Können die beiden SVP-Politiker auch bei den nationalen Wahlen vom 18.Oktober wieder strahlen? Der 2011 neu in den Nationalrat gewählte Uetendorfer Albert Rösti (Mitte mit Brille) und sein Parteikollege Adrian Amstutz aus Sigriswil (rechts).

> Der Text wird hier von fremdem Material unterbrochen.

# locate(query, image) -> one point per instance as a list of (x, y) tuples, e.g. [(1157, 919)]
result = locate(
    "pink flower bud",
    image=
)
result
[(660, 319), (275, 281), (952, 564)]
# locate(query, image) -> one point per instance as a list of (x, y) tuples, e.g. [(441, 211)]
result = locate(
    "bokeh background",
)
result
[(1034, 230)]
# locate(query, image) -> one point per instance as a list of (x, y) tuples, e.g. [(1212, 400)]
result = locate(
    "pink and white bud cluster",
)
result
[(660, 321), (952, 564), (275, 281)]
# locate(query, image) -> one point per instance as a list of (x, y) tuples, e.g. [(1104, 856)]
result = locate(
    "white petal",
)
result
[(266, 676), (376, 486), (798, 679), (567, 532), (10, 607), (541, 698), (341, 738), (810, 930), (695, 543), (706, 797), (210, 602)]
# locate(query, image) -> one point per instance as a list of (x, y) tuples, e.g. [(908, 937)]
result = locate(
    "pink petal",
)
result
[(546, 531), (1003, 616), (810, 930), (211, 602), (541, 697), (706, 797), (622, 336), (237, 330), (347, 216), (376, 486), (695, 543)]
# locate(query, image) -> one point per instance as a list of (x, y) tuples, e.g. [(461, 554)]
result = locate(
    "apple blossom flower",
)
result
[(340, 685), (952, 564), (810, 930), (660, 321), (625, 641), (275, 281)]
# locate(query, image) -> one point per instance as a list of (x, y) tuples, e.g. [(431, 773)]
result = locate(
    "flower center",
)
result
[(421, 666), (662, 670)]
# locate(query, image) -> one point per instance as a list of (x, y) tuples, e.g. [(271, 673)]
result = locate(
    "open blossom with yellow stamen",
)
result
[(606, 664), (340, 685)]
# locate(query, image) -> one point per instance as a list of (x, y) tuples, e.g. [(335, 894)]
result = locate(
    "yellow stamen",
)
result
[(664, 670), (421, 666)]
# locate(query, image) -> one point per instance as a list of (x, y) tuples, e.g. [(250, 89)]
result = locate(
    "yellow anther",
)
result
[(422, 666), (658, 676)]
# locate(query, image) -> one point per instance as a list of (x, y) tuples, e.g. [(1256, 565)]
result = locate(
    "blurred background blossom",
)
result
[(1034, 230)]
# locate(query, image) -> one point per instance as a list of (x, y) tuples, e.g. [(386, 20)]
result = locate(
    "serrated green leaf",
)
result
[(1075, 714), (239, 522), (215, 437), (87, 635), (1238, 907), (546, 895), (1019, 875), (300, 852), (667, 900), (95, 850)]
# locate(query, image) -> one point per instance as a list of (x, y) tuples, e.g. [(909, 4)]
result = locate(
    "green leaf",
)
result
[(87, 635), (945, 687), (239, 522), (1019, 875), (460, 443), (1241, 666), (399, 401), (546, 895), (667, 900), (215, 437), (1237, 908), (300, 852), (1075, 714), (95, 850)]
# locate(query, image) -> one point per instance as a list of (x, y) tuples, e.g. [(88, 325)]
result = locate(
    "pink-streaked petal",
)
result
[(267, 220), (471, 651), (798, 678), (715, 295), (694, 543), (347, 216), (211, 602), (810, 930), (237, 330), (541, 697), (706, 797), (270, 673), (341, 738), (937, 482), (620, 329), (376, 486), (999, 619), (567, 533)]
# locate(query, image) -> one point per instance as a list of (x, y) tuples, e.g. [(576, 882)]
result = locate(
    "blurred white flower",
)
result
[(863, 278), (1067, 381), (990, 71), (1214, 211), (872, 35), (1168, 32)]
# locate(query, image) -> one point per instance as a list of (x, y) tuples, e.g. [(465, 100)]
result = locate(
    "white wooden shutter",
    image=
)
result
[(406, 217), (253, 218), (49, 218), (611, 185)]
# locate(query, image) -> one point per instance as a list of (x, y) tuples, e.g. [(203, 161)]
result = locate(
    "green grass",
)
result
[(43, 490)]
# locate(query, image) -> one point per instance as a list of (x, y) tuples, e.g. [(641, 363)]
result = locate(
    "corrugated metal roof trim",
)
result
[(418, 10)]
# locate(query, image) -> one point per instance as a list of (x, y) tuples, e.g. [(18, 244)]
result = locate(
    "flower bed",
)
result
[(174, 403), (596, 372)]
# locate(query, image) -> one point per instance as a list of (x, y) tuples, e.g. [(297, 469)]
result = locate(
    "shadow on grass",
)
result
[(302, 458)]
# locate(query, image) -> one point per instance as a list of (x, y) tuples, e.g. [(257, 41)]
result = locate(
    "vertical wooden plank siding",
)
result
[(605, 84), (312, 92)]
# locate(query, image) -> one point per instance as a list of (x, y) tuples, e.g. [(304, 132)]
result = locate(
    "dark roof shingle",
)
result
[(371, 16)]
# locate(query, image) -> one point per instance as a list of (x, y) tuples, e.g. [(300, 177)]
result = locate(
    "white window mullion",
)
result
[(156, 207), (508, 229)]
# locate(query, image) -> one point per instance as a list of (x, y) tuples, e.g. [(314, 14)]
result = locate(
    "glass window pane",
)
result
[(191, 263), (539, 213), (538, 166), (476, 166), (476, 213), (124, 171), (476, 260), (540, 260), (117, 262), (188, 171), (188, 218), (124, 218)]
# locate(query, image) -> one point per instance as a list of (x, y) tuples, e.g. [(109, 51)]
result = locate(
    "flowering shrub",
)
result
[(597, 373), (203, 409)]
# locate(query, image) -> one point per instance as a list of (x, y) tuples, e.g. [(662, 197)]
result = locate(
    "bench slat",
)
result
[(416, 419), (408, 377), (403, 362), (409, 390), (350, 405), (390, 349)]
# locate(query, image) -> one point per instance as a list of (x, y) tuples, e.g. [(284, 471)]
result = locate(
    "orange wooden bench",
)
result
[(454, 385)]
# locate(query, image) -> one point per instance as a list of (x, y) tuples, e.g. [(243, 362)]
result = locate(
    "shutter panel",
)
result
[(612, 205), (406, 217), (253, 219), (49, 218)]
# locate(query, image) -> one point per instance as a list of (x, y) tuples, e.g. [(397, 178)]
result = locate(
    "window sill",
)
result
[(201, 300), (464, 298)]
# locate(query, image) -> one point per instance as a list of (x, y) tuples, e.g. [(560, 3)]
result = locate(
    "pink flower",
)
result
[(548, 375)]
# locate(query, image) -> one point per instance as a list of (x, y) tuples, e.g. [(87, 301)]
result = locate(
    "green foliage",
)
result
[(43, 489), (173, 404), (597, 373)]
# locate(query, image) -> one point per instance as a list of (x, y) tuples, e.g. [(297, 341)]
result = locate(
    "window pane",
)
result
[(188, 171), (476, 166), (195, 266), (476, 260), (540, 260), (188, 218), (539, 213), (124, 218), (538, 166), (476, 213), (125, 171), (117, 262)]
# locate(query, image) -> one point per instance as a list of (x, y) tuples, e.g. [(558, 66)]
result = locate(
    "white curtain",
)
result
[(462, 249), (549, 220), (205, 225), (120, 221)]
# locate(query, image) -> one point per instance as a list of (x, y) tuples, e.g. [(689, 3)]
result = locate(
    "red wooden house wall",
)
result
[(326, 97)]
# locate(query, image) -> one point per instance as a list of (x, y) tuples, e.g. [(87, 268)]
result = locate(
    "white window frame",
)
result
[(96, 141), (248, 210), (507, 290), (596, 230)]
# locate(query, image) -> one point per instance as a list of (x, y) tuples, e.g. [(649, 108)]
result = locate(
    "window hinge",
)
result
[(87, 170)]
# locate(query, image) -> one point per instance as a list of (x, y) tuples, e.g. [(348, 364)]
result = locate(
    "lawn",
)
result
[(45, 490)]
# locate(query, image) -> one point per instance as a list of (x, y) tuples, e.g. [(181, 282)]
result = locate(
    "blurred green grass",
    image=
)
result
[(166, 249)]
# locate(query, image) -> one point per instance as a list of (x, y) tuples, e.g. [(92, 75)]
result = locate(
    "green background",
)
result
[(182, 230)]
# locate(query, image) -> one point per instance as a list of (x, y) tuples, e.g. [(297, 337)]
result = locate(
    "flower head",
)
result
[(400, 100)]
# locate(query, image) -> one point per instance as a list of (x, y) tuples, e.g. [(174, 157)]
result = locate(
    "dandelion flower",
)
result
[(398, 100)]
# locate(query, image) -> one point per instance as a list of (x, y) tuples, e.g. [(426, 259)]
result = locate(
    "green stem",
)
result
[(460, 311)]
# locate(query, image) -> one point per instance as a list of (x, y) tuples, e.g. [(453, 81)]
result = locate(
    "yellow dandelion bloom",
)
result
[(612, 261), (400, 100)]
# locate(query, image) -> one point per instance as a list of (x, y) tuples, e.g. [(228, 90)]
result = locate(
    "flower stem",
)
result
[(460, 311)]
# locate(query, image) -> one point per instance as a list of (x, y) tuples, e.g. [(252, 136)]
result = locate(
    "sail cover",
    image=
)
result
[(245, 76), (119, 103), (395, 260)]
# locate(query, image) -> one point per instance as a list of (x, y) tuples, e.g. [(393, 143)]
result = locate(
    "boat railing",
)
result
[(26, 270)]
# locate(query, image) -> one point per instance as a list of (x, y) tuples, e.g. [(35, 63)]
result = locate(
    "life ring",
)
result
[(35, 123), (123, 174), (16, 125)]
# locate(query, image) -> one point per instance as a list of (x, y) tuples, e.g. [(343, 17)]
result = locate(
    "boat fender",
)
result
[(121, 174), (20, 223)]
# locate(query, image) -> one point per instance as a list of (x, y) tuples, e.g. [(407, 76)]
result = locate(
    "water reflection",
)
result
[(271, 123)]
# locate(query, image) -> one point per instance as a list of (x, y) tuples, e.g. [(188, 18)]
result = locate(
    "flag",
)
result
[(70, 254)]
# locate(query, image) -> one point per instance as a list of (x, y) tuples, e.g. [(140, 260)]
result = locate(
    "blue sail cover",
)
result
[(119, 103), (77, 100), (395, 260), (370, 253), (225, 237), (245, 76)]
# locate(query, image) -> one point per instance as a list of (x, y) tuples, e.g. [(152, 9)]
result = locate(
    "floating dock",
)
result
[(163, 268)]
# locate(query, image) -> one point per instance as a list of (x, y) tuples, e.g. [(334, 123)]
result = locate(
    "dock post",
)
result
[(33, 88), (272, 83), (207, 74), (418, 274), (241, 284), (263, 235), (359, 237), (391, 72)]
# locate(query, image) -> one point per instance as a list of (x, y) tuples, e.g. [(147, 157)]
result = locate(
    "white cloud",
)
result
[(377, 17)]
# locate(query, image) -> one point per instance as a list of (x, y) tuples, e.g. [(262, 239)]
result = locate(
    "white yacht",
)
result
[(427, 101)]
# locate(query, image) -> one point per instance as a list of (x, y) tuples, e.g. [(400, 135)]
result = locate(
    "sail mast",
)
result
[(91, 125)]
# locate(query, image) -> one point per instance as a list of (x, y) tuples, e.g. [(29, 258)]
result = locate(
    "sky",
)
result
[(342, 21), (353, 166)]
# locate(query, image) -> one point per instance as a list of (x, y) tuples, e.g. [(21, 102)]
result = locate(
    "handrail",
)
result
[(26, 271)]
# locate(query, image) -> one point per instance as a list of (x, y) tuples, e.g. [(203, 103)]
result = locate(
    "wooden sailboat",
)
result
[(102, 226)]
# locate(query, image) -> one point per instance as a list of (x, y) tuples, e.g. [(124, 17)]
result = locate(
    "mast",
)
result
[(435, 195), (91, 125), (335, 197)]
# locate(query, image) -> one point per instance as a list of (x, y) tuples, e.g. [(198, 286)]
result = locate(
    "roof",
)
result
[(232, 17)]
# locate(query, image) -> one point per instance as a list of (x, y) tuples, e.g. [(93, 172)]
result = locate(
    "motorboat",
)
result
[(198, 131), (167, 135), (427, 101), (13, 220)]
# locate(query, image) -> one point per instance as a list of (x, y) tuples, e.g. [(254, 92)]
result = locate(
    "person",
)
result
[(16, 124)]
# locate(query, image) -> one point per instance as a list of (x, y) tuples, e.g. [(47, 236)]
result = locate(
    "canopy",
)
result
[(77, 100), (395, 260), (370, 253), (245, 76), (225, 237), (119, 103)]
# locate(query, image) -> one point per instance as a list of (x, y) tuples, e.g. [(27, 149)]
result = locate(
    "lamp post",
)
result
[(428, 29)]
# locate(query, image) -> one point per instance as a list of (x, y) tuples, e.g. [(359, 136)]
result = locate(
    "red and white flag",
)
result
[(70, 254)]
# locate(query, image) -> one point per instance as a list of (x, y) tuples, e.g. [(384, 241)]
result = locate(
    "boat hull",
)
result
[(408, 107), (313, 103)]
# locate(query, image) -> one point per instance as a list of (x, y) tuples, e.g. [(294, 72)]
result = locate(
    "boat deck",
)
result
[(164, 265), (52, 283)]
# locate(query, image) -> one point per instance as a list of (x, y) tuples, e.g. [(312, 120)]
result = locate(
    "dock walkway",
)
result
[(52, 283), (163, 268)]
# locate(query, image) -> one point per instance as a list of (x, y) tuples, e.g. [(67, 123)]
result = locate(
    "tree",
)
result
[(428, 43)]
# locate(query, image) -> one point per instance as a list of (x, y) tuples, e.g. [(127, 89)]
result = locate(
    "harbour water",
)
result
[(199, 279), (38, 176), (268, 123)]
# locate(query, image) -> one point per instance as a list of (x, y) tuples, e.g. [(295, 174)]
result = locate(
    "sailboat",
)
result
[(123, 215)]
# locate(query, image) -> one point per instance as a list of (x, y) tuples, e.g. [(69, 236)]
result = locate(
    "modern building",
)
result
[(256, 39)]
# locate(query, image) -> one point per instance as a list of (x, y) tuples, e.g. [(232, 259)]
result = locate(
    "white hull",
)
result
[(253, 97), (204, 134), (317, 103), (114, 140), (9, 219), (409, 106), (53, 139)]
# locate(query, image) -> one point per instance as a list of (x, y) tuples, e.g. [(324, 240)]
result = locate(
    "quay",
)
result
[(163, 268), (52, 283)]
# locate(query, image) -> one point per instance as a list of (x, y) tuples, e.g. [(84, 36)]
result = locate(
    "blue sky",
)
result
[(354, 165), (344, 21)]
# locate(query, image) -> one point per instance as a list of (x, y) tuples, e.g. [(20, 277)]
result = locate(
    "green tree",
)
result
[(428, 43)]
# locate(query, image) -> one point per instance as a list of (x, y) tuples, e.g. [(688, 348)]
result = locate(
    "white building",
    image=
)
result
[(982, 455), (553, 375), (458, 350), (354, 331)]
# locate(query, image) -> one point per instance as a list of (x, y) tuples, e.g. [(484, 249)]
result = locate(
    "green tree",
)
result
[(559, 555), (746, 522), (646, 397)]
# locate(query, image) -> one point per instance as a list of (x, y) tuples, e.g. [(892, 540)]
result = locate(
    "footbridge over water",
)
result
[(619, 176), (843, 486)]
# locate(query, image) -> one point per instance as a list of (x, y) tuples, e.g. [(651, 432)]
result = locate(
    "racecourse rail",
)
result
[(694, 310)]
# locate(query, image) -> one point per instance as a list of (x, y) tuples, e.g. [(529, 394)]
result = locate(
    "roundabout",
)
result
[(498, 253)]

Können die beiden SVP-Politiker auch bei den nationalen Wahlen vom 18.Oktober wieder strahlen? Der 2011 neu in den Nationalrat gewählte Uetendorfer Albert Rösti (Mitte mit Brille) und sein Parteikollege Adrian Amstutz aus Sigriswil (rechts).
Susanne Keller

Die Ausgangslage für die nationalen Wahlen vom 18.Oktober 2015 ist diesmal anders als noch vor vier Jahren. Der Kanton Bern verfügt im Nationalrat künftig nur noch über 25 statt wie bisher 26 Sitze. Und von den Bisherigen treten nur zwei nicht mehr zur Wahl an: Es sind dies die beiden SVP-Vertreter Jean-Pierre Graber (La Neuveville, er rutschte für den zurückgetretenen Hansruedi Wandfluh aus Frutigen nach) und Rudolf Joder aus Belp. Zudem zeichnet sich bei den Wahlen um die beiden Sitze im Ständerat ein Zweikampf zwischen dem Bisherigen Werner Luginbühl (BDP, Krattigen) und Nationalrat Albert Rösti (SVP), Gemeindepräsident von Uetendorf, ab.